L’unica stonatura, in fondo, rimarrà quel nome, Quiritta, “qui, proprio qui”. Oggi so con certezza che “qui” accadono cose diverse da quelle che ho voluto vedere io.

22 Responses to Canto del cigno

  1. francesco forlani il 20 ottobre 2005 alle 17:26

    Grazie veramente. Chissà perchè, l’intervista mi ha fatto venire in mente altri progetti editoriali, come le riviste. La storia letteraria italiana, avanguardia o no che sia, ha sempre trovato nelle riviste le voci migliori e comunque gli spazi che meritano dialoghi tra voci. Più delle antologie, che assomigliano sempre più a dei cataloghi, a dei tristi annuaires, elenchi telefonici, di città inesistenti. Perchè si smette di credere ad un progetto? Perchè non si continua? O forse non è vero che non si continua. Lo si fa in un altro modo. Perchè non organizzare una fiera degli editori che non esistono più? Con cataloghi introvabili eppure ricolmi di opere necessarie al nostro sapere. Un pò come l’opera che sta svolgendo Biagio Cepollaro sul suo sito. Ripubblicare testi di Giulia Niccolai, Giuliano Mesa, introvabili. magari solo perchè ci si possa ritrovare…
    Ad ogni modo grazie a tutti e due, Roberto e Jacopo

  2. Maura il 20 ottobre 2005 alle 18:27

    Grazie anche da parte mia, è un’intervista interessante. Mi dispiace che Parpaglioni abbia scelto di chiudere Quiritta, mi piaceva molto.

  3. andrea barbieri il 21 ottobre 2005 alle 00:24

    Ho due “suoi” libri molto belli: I confini di Torino e I demoni e la pasta sfoglia. Dispiace anche a me che chiuda. Ma non c’è modo di salvare il catalogo?

  4. Dario Voltolini il 21 ottobre 2005 alle 00:44

    C’è da piangere. E da fare.

  5. Lucio Angelini il 21 ottobre 2005 alle 10:33

    Ho raccontato anch’io la mia piccola esperienza di (ex) editore in Lipperatura (commenti al thread ‘Wumingone Medesimo’).
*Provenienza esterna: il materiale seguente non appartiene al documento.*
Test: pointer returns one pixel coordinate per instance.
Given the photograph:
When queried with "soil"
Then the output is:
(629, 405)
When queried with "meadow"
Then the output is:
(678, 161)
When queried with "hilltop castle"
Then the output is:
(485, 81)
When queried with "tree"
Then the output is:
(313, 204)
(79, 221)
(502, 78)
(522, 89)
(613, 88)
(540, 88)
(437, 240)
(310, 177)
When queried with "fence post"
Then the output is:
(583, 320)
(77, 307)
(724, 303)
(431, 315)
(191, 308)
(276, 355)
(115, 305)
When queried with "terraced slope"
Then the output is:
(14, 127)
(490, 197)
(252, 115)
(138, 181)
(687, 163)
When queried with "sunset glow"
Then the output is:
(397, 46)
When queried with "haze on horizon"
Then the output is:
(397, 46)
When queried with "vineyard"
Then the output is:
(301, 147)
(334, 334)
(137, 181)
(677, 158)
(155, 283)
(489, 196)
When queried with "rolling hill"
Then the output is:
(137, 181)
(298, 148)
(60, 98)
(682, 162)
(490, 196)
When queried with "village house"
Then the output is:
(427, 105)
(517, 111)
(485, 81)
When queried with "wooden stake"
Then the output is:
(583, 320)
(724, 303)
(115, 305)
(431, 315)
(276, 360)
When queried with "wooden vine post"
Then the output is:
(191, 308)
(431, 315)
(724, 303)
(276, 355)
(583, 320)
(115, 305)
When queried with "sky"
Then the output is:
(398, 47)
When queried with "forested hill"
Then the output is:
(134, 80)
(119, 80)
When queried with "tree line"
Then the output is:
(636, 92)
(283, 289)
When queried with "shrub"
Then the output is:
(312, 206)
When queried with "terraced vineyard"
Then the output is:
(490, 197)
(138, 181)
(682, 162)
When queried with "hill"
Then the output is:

Un saluto.

  6. andrea barbieri il 21 ottobre 2005 alle 11:16

    In questo momento tra lipperatura, vibrisse e altri litblog si parla di potenzialità della rete per il “da fare”. Il modello che molti auspicano (ma non WuMing1) è proprio quello di WuMing Foundation. In realtà anche NI sta costruendo un suo modello e ne possono nascere tanti altri (come pensa WM1). Mi rendo conto che la rete per tanti versi non è il massimo, ma qualcosa si può costruire. Secondo me più che seguendo il mito della pioggia di link (Genna), cercando di pubblicare testi di qualità che non hanno facilmente spazio sulla carta. Cioè a me la rete pare una specie di editore ideale più che un mezzo che trasforma radicalmente la scrittura. Però bisogna lavorare per raggiungere quella qualità che spinge il passaparola tra i lettori, fino ad avere una credibilità pari, anzi superiore alla stampa (credibilità agli occhi dei lettori, non ai nostri che già la pensiamo così).

  7. Maura il 21 ottobre 2005 alle 12:10

    Sono d’accordo.
    Secondo me bisogna cercare di coinvolgere tutte quelle persone che frequentano la rete, che sono lettori forti, ma che magari non conoscono questo e altri siti.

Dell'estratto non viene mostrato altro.